U15 · Applied / clinical microbiology
- Industrial fermentation
- Lactic acid (yogurt, sauerkraut), ethanol (beer, fuel), penicillin (Penicillium), insulin (recombinant E. coli), citric acid (Aspergillus).
- Bioremediation
- Microbes degrade pollutants: Pseudomonas on hydrocarbons, Geobacter on uranium, Dehalococcoides on chlorinated solvents.
- Vaccine types
- Live attenuated (MMR, OPV), inactivated (IPV, flu), subunit (HBV), toxoid (DT, TT), conjugate (Hib, pneumococcal), mRNA (COVID).
- Sterilization vs disinfection
- Sterilization eliminates ALL microbes (autoclave 121°C 15 psi 15 min). Disinfection reduces pathogens on inanimate surfaces.
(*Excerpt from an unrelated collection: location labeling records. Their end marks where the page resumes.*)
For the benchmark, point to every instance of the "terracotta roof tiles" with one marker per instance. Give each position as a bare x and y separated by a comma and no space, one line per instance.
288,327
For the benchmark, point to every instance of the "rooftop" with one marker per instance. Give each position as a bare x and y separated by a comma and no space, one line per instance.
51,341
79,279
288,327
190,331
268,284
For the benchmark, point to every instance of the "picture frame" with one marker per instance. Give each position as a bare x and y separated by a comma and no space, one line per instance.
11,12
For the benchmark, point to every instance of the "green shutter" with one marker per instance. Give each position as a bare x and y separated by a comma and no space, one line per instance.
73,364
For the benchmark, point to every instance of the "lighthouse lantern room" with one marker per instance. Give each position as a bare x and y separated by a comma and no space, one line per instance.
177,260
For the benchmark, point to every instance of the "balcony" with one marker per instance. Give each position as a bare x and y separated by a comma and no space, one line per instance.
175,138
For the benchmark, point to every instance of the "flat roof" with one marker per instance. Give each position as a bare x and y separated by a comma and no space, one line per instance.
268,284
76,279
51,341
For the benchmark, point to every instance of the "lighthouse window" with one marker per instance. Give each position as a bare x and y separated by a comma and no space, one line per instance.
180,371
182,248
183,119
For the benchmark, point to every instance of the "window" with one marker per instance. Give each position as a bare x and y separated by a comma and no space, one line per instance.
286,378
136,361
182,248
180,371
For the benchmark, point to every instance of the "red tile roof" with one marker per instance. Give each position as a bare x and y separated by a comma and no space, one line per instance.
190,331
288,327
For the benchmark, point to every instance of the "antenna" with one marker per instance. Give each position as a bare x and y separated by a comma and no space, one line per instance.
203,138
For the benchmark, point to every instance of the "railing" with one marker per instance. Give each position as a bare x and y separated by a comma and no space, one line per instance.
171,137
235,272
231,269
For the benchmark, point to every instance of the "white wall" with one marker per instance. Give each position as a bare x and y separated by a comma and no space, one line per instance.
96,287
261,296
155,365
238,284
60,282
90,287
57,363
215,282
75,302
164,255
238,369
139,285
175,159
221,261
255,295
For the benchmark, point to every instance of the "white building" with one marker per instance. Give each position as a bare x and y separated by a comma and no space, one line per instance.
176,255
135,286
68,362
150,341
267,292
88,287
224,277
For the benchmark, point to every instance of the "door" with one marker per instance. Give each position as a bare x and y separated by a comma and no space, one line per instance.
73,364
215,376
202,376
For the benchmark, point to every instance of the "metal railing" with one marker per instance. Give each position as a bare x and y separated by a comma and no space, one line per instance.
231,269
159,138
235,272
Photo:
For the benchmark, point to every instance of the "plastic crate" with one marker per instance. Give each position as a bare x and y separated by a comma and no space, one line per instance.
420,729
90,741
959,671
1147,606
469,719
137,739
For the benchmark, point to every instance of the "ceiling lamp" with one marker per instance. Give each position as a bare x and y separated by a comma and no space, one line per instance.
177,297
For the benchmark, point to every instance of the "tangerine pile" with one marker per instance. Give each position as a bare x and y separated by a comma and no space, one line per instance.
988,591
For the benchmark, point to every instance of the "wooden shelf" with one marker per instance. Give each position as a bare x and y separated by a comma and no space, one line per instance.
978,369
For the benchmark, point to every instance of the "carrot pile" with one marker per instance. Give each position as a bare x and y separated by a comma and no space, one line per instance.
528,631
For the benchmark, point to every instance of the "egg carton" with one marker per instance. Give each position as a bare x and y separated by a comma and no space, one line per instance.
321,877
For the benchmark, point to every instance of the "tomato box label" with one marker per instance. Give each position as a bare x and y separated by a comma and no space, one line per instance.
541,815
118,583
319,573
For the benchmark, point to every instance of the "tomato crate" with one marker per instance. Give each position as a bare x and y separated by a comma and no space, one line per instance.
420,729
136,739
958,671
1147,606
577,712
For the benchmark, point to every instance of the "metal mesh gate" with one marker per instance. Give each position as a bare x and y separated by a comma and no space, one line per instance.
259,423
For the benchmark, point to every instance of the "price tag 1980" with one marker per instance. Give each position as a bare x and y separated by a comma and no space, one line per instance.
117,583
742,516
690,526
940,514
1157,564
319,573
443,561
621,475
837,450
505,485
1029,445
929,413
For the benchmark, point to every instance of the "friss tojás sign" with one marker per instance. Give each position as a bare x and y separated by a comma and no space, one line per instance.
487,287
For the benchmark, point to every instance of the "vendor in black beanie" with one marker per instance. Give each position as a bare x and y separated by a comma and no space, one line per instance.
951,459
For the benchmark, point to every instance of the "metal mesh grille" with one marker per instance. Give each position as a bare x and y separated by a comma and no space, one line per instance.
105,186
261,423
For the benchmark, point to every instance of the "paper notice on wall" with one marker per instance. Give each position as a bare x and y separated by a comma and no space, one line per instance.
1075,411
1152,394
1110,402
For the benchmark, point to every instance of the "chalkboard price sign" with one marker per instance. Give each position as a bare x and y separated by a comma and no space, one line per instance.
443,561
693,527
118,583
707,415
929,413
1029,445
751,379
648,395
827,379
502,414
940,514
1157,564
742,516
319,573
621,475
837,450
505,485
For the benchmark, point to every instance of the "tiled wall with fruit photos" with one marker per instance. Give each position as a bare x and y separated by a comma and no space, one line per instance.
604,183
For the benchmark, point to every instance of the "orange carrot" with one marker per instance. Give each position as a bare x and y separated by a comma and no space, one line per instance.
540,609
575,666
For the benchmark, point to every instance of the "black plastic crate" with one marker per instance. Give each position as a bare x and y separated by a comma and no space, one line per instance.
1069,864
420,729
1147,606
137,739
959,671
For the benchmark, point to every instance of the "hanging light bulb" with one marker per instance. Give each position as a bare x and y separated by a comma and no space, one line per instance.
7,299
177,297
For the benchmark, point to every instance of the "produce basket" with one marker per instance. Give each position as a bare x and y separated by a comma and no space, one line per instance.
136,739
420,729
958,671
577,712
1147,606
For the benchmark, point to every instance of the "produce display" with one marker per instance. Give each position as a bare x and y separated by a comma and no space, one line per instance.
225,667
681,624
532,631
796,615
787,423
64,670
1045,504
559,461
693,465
Antisepsis on living tissue.
- Lab diagnosis
- Culture + Gram stain + biochemical tests + MALDI-TOF + 16S rRNA + PCR. Rapid Ag/Ab tests for select pathogens.
Rowen-targeted exam tips
- Know P. aeruginosa in detail: Gram-negative, motile, biofilm-forming, mucoid in CF (mucA → AlgT → alginate), MDR via efflux + porin + β-lactamases.
- Be ready to diagram T3SS / T4SS / T6SS; know representative pathogens for each.
- For lac vs trp: know inducible vs repressible, allolactose vs Trp as effector, attenuation in trp.
- Differentiate Bacteria vs Archaea: peptidoglycan vs pseudopep, ester vs ether lipids, σ factor vs eukaryotic-like RNA pol.
- Memorize 4 antibiotic classes by target + 3-4 resistance mechanisms with examples (MRSA, VRE, ESBL, CRE).